Existing law requires that when people sign up for public assistance, they be given the chance to register to vote. But after the GOP kicked up a fuss about the idea that Obamacare might be used to add new voters to the rolls, the administration may now do so little to help people register that it could end up violating the law.
Making registration—not just voting—more difficult has emerged in recent years as a key piece of the GOP’s effort to erect barriers to the ballot box. In Florida, North Carolina, and other states, Republicans have sought to make registration harder. And in April, Rep.
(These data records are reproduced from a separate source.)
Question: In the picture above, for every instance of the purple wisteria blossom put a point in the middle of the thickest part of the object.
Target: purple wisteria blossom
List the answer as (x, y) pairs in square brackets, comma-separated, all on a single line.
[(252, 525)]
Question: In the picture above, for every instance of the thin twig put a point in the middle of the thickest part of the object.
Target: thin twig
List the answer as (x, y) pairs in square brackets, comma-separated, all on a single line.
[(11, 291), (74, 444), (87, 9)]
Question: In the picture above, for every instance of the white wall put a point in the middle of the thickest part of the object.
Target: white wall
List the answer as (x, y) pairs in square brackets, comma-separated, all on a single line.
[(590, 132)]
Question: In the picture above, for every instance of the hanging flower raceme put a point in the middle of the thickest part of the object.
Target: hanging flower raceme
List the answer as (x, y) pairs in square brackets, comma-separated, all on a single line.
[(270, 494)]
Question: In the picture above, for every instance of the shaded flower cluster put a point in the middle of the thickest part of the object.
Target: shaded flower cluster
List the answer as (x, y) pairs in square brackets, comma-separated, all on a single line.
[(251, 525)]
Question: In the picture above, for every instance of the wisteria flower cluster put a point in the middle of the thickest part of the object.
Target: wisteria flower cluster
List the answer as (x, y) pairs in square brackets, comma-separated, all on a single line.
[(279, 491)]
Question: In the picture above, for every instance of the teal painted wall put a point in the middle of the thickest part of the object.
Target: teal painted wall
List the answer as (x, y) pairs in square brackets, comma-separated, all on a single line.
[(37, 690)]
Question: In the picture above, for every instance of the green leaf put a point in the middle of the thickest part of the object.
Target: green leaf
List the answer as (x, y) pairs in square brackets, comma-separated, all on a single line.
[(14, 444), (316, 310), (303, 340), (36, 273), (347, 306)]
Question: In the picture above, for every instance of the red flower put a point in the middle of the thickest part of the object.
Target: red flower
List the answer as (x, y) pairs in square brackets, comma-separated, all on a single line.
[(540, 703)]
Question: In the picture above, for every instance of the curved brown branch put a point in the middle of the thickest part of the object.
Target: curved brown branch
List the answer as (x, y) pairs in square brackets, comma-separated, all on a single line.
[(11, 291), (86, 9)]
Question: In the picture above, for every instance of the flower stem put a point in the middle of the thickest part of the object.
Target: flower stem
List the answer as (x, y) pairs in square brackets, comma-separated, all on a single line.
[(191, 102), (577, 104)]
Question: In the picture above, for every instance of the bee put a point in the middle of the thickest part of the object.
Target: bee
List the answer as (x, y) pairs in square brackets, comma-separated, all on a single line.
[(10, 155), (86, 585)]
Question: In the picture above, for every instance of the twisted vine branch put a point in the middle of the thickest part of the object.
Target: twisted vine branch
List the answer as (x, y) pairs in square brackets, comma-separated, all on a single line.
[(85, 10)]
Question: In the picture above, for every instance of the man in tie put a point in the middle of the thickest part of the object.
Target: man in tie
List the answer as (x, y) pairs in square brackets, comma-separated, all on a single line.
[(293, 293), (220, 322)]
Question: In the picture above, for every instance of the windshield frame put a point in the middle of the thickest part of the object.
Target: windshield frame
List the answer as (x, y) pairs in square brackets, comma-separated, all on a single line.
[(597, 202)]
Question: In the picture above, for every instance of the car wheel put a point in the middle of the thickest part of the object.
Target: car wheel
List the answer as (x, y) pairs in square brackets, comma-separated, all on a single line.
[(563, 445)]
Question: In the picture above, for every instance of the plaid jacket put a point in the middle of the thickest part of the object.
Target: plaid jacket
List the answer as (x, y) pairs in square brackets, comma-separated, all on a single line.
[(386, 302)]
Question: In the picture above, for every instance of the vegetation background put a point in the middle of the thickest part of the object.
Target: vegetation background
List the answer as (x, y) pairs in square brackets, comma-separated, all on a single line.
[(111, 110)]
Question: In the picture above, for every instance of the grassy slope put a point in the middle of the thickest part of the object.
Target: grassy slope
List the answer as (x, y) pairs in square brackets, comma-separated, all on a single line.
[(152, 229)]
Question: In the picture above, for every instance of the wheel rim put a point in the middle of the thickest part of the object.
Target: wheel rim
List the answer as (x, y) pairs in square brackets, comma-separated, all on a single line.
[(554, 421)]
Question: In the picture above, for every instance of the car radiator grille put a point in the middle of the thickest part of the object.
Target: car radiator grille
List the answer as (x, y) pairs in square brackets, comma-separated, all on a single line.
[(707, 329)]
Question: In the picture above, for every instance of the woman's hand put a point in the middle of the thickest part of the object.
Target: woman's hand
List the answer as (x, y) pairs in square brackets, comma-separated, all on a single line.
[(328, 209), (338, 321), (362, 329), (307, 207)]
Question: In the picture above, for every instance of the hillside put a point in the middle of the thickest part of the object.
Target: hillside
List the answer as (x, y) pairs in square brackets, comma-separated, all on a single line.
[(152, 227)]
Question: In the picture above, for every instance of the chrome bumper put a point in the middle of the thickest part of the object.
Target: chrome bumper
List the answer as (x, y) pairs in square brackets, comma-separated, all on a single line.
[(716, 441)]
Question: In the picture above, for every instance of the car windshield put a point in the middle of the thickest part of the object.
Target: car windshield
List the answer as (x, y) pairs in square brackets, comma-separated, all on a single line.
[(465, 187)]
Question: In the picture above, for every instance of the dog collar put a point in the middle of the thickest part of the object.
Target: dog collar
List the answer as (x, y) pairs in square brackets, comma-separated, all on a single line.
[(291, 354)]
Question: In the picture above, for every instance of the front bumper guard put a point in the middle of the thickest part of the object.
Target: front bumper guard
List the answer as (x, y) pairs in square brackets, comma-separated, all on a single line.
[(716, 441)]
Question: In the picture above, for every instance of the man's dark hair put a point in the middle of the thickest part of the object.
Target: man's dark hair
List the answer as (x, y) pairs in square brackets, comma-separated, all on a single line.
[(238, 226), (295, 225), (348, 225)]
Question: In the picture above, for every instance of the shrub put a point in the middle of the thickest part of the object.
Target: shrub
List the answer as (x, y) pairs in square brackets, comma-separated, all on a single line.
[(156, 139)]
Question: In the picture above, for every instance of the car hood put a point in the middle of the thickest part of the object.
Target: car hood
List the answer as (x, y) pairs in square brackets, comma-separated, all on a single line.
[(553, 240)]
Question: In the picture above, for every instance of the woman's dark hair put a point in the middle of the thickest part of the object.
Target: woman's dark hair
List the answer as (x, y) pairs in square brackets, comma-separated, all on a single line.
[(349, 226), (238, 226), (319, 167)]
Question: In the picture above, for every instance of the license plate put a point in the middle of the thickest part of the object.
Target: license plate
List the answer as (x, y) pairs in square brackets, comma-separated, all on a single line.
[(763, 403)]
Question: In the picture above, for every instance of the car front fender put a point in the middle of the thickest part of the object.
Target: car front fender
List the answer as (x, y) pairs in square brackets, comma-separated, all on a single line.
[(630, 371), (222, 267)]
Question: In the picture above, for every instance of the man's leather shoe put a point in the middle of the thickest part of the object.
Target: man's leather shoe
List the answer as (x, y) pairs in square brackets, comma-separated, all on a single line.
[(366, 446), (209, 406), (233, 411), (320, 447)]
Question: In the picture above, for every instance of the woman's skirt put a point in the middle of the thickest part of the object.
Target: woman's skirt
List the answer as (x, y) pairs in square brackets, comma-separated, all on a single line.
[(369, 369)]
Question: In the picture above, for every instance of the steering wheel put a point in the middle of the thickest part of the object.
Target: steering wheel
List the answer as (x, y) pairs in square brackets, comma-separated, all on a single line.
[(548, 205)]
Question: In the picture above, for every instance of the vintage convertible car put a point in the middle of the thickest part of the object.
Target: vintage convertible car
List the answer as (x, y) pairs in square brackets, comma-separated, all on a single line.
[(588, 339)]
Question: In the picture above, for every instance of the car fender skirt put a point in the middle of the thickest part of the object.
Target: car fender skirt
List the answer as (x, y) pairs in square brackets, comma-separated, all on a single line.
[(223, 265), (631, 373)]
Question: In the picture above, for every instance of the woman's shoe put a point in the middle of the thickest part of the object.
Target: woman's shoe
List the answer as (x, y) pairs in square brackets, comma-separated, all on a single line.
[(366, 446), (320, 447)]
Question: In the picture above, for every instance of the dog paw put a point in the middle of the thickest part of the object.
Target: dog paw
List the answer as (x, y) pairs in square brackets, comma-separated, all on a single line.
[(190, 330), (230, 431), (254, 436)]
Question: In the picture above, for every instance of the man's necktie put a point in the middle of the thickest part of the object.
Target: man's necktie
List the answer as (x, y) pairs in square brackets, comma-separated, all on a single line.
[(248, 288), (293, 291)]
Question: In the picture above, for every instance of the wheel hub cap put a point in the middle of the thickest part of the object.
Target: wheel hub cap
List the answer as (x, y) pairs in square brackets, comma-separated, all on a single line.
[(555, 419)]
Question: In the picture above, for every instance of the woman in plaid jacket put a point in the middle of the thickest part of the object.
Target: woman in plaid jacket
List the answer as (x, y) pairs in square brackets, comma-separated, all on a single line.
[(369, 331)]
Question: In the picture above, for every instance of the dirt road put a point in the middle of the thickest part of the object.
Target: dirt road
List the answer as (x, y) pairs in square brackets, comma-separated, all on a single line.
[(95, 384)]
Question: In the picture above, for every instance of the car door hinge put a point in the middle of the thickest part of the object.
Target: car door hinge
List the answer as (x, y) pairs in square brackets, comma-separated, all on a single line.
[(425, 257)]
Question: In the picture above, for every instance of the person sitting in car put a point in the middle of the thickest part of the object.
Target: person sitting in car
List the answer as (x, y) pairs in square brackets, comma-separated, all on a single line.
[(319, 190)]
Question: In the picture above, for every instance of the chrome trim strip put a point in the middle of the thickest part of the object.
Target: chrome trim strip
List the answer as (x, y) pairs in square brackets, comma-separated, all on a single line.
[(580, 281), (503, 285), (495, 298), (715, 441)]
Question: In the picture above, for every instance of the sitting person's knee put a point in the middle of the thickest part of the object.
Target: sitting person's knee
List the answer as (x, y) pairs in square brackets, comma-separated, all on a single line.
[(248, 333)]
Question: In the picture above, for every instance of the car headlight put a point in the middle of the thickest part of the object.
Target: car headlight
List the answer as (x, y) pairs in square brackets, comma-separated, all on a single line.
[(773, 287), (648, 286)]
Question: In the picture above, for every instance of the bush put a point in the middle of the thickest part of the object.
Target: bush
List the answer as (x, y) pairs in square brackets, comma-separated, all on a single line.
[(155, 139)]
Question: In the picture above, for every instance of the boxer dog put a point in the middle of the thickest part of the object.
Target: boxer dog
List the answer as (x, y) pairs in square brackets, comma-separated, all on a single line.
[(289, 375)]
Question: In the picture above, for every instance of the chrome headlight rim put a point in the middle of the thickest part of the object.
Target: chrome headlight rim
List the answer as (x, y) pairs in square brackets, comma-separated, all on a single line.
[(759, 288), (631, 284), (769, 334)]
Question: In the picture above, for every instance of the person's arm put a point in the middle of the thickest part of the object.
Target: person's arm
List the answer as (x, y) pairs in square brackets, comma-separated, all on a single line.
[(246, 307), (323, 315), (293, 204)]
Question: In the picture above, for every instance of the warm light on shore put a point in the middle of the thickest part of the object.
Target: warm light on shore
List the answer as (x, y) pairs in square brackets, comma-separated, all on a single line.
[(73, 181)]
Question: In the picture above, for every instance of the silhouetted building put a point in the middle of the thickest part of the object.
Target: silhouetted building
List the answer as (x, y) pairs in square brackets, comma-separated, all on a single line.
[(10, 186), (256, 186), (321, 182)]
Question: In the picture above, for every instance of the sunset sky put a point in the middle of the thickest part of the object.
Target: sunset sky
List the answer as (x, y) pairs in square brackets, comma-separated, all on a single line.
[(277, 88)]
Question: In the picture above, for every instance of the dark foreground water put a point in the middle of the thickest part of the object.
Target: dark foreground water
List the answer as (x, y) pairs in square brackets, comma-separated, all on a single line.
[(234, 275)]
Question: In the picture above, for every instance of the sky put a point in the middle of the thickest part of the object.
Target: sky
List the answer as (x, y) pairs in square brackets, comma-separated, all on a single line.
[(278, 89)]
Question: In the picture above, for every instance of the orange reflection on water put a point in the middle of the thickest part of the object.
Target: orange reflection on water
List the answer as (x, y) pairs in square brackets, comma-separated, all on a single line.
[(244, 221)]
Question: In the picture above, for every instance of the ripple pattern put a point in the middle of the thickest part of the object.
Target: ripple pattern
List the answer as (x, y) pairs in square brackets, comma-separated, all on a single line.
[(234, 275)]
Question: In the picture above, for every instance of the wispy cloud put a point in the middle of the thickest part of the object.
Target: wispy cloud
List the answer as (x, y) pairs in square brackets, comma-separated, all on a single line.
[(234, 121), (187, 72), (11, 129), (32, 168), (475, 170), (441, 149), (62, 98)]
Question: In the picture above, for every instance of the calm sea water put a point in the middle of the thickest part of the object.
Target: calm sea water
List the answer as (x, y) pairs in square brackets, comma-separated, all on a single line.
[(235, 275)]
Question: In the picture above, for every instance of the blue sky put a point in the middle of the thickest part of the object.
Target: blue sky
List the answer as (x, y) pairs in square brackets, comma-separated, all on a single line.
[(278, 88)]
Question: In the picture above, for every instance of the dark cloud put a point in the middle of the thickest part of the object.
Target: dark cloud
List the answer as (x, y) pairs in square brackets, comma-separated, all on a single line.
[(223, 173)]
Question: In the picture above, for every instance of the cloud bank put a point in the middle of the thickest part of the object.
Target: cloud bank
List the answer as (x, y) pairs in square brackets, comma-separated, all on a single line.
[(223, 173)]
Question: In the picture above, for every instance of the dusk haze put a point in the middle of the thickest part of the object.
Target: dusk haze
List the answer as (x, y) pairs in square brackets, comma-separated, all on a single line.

Charles Boustany, a Louisiana Republican, wrote to the Department of Health and Human Services raising concerns about a draft version of the application to sign up for the Obamacare healthcare exchanges, which asked applicants if they’d like to register to vote.
A Health Department official responded to Boustany by noting that the 1993 National Voter Registration Act, known as “Motor Voter,” requires that states offer that chance to anyone signing up for public assistance or at the DMV.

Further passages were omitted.